Our Members
Our Members
Founded in 1976, Iowa-based Frontier Co-op is a leader in organic and natural herbs, spices, and essential oils. As a co-operative owned by wholesale customers that buy and sell its products, Frontier Co-op sources hundreds of different botanicals and oils from over 175 suppliers in 50 countries and sells products under four consumer-facing brands: Frontier Co-op, Simply Organic, Plant Boss, and Aura Cacia. Through the Well Earth support program, established in 2007, Frontier Co-op helps its suppliers – many of which are SMEs, small-farmer cooperatives, or social enterprises – to improve the quality and efficiency of their products and operations, and explore diversified income opportunities for farming families and workers. In addition to the challenges of navigating the market and managing food-safe operations, Frontier Co-op’s suppliers often face hurdles associated with increasingly unpredictable weather patterns, farmer relationship management and side-selling, pesticide residues and drift, and ensuring compliance with international ethical labor standards. Well Earth helps Frontier Co-op’s suppliers navigate these issues and, through a process of continuous improvement, identify and close performance gaps.
In Sri Lanka, Frontier is working with long-standing partner Small Organic Farmers Association (SOFA) to increase local processing capacity. Historically, SOFA has not processed the spices it aggregates from its members, instead selling its product to intermediaries who do the value-added processing and sell to international buyers like Frontier Co-op. However, these processing intermediaries are largely unable to meet the food safety regulations specified by the US Food Safety Modernization Act (FSMA). As a result, Frontier Co-op has scaled back its purchases of SOFA’s spices despite the inherent high-quality of the unprocessed commodities. With funding awarded from USAID, Frontier’s Safe Processing in Cooperative Enterprise (SPICE) CDP project sought to differentiate SOFA’s spices in the global marketplace, allowing it to capture market share as well as added value previously forfeited to intermediaries. Today, SOFA and Frontier are working in partnership to support the training of farmers and SOFA management, as well as provide the FSMA-compliant secondary processing equipment for a processing intermediary, to facilitate export of value-added, food safe, ready to eat spices. This will allow SOFA’s members to capture additional value, stabilize incomes, and increase household livelihoods.

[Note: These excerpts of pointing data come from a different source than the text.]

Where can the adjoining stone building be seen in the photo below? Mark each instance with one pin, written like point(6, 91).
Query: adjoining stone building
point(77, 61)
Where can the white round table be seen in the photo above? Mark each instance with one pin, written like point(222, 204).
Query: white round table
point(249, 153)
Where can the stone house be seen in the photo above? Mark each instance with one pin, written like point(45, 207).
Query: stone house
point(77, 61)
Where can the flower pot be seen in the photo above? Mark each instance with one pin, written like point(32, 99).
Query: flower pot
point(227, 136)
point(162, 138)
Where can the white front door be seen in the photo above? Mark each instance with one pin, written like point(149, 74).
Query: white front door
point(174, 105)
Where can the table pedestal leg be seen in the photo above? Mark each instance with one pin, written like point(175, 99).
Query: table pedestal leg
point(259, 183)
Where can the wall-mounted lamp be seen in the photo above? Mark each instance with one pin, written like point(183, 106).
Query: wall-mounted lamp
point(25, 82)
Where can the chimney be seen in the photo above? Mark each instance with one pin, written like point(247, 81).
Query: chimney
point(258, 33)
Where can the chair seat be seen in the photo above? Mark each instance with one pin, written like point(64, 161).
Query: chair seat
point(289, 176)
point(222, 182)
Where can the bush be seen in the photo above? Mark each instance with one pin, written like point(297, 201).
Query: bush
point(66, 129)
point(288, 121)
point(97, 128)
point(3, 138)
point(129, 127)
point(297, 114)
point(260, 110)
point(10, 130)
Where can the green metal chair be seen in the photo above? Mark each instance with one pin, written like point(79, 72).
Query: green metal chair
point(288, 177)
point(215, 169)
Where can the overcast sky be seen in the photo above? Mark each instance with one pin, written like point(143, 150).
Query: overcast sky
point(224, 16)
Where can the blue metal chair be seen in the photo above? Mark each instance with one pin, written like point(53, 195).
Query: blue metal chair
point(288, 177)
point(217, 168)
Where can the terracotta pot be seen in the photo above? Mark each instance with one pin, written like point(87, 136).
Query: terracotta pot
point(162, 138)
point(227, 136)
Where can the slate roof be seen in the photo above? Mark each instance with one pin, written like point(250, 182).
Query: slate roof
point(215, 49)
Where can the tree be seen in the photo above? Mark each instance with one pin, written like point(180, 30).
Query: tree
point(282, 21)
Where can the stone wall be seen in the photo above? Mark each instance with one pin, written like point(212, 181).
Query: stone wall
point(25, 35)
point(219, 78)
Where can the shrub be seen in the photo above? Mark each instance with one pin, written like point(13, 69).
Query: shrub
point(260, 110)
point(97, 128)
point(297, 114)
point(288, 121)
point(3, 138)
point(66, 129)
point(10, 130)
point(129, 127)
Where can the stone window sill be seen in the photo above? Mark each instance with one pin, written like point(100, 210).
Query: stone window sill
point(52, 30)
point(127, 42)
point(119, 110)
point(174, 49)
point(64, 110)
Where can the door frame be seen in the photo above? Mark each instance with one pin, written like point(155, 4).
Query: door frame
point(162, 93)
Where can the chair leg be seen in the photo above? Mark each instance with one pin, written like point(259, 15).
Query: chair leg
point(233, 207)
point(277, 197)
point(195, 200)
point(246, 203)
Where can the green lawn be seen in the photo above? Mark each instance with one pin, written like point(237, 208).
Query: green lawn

In Guatemala, Frontier is working with FEDECOVERA, an established cooperative federation which aggregates organic cardamom, allspice, and turmeric from its member cooperatives and performs primary processing and export. Similar to Sri Lankan partner SOFA, FEDECOVERA does not have the capacity to perform secondary processing of its members’ produce, instead selling to international customers who perform value-addition in the US and Europe. In 2021, Frontier and FEDECOVERA co-invested approximately $325,000 in the infrastructure that FEDECOVERA required to shift pasteurization, grinding, and sterile handling to its own processing plant, enabling it to capture market share, as well as close to 20% of additional value on much of its product that can be reinvested into services and programs for members. Through the CDP, Frontier is working with FEDECOVERA to facilitate proper implementation of the infrastructure upgrades and develop tailored local language training materials and workshops to ensure that US and European food safety protocols are followed, allowing treated spices to be sold internationally at a premium.
In India, Frontier is working with Young Mountain Tea (YMT) to create opportunities for value addition for small-scale tea farmers in India and Nepal. Frontier is providing technical expertise to YMT to help them establish a food-safe tea factory. Designed as a joint venture between YMT and a farmers’ organization, the latter will hold 20% of the shares, affording farmers a portion of the 1,200% value addition added between the harvested green leaf tea and the finished good, as well a role in the governance of the company. Through the CDP, Frontier supports training of factory employees, implementation of food safety protocols required for export, equipping the factory with food safe processing machinery, and working with local NGO Avani/Earthcraft to strengthen the beneficiary farmers’ collective.